Braun will likely draw the primary assignment on Edwards, though he’s really struggled to slow Ant and a switch could come quick. When Braun needs a breather, Gordon will slide over, and Denver may throw zone looks to keep fresh bodies in Edwards’ path.

The Nuggets’ defensive game plan will boil down to a simple question: Do they double Edwards or play him straight up? Sending help opens kick-out lanes to McDaniels, who’s now shooting 41% from three, and to Randle, who can punish a rotating defense’s late contest with a freight-train drive.
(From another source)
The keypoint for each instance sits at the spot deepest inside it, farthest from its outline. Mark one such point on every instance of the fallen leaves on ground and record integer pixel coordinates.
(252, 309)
Playing Edwards one-on-one means trusting Braun — and later Gordon or whoever else — to survive against one of the most explosive one-on-one scorers alive. Neither option is great, and that’s what makes Edwards the most dangerous player in this series not named Jokic. If his knee holds up and his conditioning catches up later in the series, the Nuggets could be in for the same kind of fight they lost two years ago.

Series X-factor for the Timberwolves: Rudy Gobert

No single player will shape this series more for Minnesota than Gobert, and the decisions Finch makes with his four-time Defensive Player of the Year will ripple through every possession on both ends of the floor.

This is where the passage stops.